Wu Shanzhuan
Wu Shanzhuan (b. 1960, Zhoushan) founded “Red Humor” in 1985, one of the key groups in the ’85 New Wave Art Movement in China, and “Red Humor International” in 1990. Since 1991, he has been creating works and organizing exhibitions in collaboration with Inga Svala Thórsdóttir. In June 2008, the Guangdong Museum of Art organized a large-scale retrospective on Wu Shanzhuan, “Wu Shanzhuan: Red Humor International,” which was named one of the best solo exhibitions of the year in Asia by Art Forum.
Wu describes himself as a criminal, an intermediary, a tourist and a laborer. His body of work is a combination of grassroots wisdom, intellectual practice and the absurd spirit of contemporary art. The work he creates are not so-called artworks but rather “Wu’s Things.” From the large number of “Wu’s Things” made in the early 1990s, we see a desire for complete openness and “transcending boundaries.” He is deeply obsessed with mathematics and logic, and over the past twenty years, he has used the formulas “pseudo-words,” “thing’s right(s),” “parthenogenesis,” “secondhand water,” “tourist information,” “perfect bracket,” and “bird before peace,” all of which are “useless truths,” to weave his personal ideology. This ideology constitutes a profound critique to the system of concepts and experiences that we are accustomed to.
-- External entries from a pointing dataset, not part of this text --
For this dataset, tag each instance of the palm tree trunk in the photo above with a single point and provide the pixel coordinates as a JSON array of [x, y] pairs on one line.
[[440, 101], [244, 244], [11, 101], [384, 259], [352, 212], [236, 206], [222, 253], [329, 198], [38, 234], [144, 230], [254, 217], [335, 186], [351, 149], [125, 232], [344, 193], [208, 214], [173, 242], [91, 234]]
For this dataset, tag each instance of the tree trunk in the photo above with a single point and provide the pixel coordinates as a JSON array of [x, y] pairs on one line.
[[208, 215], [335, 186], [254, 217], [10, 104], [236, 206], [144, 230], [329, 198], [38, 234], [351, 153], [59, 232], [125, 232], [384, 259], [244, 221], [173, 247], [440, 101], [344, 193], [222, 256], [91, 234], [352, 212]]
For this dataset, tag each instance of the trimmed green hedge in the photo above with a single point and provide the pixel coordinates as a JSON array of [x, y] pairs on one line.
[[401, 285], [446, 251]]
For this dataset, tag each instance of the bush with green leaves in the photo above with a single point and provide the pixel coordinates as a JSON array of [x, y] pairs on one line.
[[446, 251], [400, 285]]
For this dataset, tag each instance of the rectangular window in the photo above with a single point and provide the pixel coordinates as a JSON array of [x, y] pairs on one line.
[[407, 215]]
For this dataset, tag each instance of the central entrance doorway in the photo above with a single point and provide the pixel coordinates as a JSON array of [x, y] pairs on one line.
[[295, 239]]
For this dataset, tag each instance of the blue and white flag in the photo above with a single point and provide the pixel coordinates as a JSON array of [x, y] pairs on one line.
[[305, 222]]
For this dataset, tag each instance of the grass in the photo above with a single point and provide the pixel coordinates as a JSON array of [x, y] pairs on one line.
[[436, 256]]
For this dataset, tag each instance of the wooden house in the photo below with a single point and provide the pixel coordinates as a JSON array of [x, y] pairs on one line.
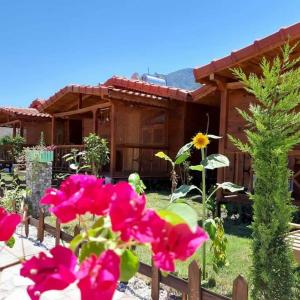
[[137, 118], [222, 90]]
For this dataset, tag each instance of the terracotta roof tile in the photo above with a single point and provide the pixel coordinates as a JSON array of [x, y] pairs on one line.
[[24, 112], [145, 87]]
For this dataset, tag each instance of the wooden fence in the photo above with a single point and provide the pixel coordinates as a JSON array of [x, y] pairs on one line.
[[190, 289]]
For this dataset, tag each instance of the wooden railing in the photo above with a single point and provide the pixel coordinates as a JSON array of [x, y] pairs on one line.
[[59, 163], [5, 154], [190, 289], [140, 158]]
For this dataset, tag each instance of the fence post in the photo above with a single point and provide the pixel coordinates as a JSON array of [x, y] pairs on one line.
[[40, 235], [26, 220], [14, 205], [240, 289], [194, 282], [155, 279], [76, 232], [57, 233]]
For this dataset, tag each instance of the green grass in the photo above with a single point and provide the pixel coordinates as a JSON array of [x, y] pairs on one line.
[[238, 246]]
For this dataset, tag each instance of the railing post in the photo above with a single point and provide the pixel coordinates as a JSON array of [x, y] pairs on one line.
[[194, 282], [41, 226], [240, 289], [57, 234], [26, 220], [76, 232], [155, 279]]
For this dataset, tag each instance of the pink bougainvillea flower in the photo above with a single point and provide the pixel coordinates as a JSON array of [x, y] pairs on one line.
[[50, 273], [129, 216], [77, 195], [176, 242], [98, 276], [8, 224], [126, 209]]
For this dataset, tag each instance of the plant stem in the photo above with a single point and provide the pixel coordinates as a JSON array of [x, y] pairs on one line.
[[203, 214]]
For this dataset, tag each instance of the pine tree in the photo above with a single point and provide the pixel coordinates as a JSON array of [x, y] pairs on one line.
[[273, 130]]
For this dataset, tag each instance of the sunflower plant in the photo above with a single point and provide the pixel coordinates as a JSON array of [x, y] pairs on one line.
[[213, 226]]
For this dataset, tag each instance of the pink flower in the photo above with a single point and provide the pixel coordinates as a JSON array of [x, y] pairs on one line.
[[176, 242], [8, 224], [98, 277], [50, 273], [128, 215], [77, 195]]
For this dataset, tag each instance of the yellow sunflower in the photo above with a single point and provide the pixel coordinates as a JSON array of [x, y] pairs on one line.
[[200, 140]]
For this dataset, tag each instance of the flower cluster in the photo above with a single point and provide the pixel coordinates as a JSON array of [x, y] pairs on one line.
[[130, 223], [8, 224]]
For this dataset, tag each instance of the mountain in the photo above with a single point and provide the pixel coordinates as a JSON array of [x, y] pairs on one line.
[[183, 78]]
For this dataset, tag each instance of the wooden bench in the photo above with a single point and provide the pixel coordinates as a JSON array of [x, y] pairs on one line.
[[294, 237]]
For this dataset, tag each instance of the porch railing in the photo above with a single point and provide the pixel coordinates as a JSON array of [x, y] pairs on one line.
[[140, 158], [59, 163]]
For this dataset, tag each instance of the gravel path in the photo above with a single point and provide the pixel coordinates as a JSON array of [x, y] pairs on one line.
[[138, 286]]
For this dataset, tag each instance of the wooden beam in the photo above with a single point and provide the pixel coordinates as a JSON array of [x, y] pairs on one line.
[[234, 85], [79, 101], [53, 131], [223, 128], [112, 139], [95, 121], [82, 110]]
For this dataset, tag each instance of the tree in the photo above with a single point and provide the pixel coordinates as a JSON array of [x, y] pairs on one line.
[[273, 130], [96, 152]]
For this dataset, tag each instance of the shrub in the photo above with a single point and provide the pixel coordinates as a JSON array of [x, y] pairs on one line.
[[96, 152], [274, 129]]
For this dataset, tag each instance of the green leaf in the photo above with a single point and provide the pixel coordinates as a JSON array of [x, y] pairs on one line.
[[98, 223], [186, 212], [136, 182], [90, 248], [215, 161], [231, 187], [197, 168], [164, 156], [11, 242], [214, 137], [170, 217], [129, 265], [183, 157], [184, 149], [210, 227], [183, 190]]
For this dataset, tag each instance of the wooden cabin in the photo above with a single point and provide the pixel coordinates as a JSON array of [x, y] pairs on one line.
[[137, 118], [222, 90], [27, 122]]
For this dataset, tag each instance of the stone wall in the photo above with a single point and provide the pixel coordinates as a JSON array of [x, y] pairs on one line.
[[38, 179]]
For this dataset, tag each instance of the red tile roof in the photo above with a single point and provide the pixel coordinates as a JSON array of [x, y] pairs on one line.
[[259, 47], [31, 112], [148, 88], [123, 86]]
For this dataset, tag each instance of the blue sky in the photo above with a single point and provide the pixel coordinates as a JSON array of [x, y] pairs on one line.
[[45, 45]]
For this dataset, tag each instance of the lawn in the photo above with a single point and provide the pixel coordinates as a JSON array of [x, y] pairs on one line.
[[238, 247]]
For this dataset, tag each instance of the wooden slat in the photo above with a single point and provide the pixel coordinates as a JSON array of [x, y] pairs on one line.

In the era when conceptual art generally faces a rethink, his works attest a vibrancy of concept and the power of thoughts. It is a rich collection of intriguing humor and sharp wit, spontaneous anti-metaphysical actions, insights into everyday politics, sensitivity to invisible workings of power systems and adherence to the fundamental state of democracy.
In 2010, Wu Shanzhuan joined the Ho Chi Minh Trail on-site organized by the Long March Project and is a dedicated collaborator of ICAST. In 2012, he participated in the ICAST workshop Capital: Film Action.